Testament (2005)

Composer: Jonathan Cole




Jonathan Cole is a composer of varied affinities. He draws inspiration from a wide range of contemporary art, literature, and film and his music has been influenced by composers, who share and equal breadth of interests. Cole’s fascination with music and memory, for instance, helps explain his empathy for the works of Elliott Carter, with their preoccupation with perceptions of time and motion. His sensitivity to timbre and sonority, on the other hand, has been nurtured by his study of the music of Pierre Boulez. The distinctive qualities of Cole’s music – its evocative textures, formal clarity, masterful scoring, rhythmic energy, its spatial dimensionality, and, above all, its ability to engage with an audience’s expectations – mark him as a composer of unusual promise.

In his newest work, Testament, Cole returns again to a central theme of his music: memory. The 11-minute piece is scored for two clarinets, two trumpets, two percussionists, and eight strings. “The work, gentle and dreamlike, is built out of the interrelation between interweaving textures throughout the ensemble”, writes the composer about this piece. “Echoes and shadows of ideas haunt the landscape of the piece throughout and ideas themselves grow out of these constant reminders.”

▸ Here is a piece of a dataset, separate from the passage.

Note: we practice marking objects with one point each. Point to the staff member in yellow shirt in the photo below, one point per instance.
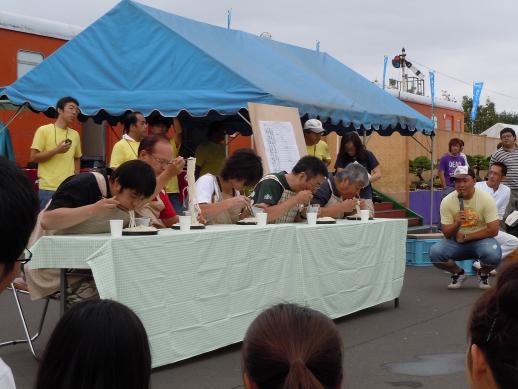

Testament is dedicated to the memory of Sue Knussen. “I got to know her in the last year of her life”, the composer has written, “and she was exceptionally supportive of my music which meant a great deal to me.” Sue was a friend and mentor to many composers and the fund established in her memory is fittingly devoted to bringing their works to public attention. In her years on the East Coast, in England, and here in Southern California, where she was Education Director of the Los Angeles Philharmonic from 1996 to 2000, Sue Knussen touched many, many lives with her warmth, imagination, enthusiasm, and irreverent humour. Sue was universally adored and it is quite likely that as you read this you are, or are sitting next to someone who knew and loved her – and misses her today.